Some of the more difficult cases have involved patients with more than one disease phenotype. For example, she said that the team has identified four patients for which two pathogenic alleles were identified. The patients "have overlapping clinical features," but they "can't be combined into one diagnosis."
In one case, a 9.5-year-old male had a history of weakness, apnea, and respiratory secretions and had been diagnosed with cardiomyopathy when he was eight. He also had a sister with similar symptoms who passed away at 20 months, and the rest of his siblings were normal.
Before having exome sequencing done, the family had already spent more than $25,000 on genetic tests, muscle biopsies, and other physical examinations and workups.
Exome sequencing uncovered a compound heterozygous mutation in a gene associated with congenital myasthenic syndrome, which fit the patient's clinical presentation. Additionally, one of the variants was confirmed in the mother and the other in the father. A treatment is available for that disorder, and has so far had "some efficacy," Eng said. However, she said, there is also a possible second diagnosis — a mutation in the gene ABC9, which is associated with cardiomyopathy dilated type 10, for which the mother was heterozygous.
As the center gains more experience with clinical exomes, Eng said that it will likely expand the types of variants it reports.
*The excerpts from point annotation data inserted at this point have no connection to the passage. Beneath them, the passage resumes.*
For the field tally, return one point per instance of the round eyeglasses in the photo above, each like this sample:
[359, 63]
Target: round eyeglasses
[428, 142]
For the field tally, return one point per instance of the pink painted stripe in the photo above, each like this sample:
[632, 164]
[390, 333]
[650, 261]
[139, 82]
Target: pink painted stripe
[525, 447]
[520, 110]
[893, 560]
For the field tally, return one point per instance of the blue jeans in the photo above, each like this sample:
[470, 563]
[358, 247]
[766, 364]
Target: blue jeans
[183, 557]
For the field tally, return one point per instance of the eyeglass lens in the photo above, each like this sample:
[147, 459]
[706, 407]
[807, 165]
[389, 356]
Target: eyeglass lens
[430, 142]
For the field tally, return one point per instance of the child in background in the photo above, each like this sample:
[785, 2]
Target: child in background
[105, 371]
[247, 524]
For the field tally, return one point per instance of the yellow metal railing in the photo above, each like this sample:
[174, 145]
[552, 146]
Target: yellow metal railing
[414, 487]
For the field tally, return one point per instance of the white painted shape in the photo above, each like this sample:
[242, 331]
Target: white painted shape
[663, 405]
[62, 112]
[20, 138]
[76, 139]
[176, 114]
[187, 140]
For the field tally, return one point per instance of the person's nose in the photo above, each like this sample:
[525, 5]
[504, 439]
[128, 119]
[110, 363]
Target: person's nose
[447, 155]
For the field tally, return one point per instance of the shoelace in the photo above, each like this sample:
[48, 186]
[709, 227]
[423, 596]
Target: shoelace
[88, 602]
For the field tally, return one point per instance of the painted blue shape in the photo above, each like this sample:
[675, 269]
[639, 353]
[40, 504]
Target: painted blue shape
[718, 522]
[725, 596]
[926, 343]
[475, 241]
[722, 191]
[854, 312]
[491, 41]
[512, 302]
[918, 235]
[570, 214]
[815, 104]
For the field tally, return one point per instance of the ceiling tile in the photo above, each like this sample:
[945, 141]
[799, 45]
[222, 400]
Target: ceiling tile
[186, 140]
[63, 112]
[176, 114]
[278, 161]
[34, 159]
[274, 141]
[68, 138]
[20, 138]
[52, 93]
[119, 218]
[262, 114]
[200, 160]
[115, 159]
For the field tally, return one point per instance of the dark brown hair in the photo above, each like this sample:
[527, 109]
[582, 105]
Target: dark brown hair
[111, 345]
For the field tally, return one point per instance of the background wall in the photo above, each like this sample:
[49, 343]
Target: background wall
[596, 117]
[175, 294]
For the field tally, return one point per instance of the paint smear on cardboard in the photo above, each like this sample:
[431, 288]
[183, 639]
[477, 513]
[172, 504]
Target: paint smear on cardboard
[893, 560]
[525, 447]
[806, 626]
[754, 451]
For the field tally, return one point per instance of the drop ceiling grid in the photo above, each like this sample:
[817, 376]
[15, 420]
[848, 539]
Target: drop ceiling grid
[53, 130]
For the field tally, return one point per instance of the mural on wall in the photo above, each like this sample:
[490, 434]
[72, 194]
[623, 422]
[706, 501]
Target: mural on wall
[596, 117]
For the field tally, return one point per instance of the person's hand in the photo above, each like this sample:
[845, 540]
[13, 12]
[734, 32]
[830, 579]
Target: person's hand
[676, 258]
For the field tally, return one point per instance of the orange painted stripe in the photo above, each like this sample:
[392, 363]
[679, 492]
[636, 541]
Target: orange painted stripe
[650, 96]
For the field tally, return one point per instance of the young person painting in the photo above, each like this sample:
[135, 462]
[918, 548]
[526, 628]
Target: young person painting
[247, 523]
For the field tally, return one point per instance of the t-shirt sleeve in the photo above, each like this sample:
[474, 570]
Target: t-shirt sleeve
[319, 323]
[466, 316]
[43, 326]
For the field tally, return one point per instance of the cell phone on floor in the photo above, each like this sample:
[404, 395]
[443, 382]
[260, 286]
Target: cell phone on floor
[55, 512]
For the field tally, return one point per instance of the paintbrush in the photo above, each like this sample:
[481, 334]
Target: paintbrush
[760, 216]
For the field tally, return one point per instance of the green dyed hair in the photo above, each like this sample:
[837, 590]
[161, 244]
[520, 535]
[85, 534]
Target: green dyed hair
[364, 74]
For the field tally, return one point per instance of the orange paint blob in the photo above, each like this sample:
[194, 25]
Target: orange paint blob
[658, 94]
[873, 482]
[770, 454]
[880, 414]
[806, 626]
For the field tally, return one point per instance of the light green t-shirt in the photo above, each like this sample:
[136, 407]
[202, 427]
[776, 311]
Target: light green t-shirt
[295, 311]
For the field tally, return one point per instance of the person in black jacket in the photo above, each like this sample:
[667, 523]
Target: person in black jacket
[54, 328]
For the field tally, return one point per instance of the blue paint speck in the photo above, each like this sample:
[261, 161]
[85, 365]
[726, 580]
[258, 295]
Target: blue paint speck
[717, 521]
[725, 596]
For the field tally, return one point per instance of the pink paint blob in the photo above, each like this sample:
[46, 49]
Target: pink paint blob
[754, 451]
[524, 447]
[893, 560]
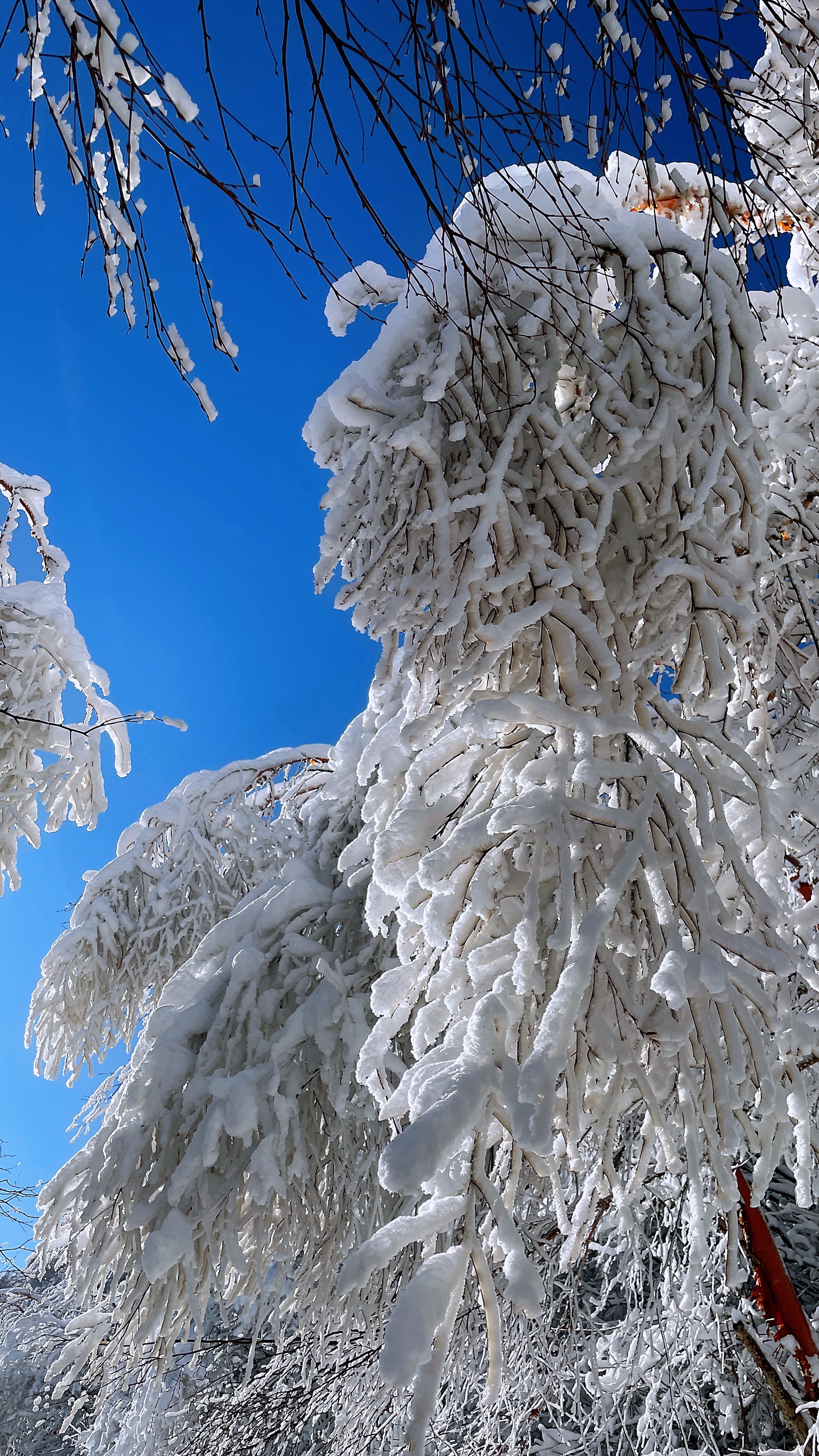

Aside from variants that are determined to be causative for the patient's disease, the center also reports out variants that impact pharmacogenomics, secondary findings that are medically actionable, variants associated with preventable diseases like BRCA1/2 variants, and carrier status for a number of diseases.
But, she said, "we report only genes that are recommended by medical societies for population testing," such as the genes related to sickle cell disease, or disease genes that are specific to communities such as the Ashkenazi population. However, "we will probably expand as physicians become more comfortable," she said.
Additionally, she expects that as more exomes are sequenced, the diagnostic success rate will grow. Currently, one of the main challenges is reporting the non-phenotype findings, she said. But as more evidence builds, Eng said she expects that the phenotypic spectrum for many disorders will be expanded.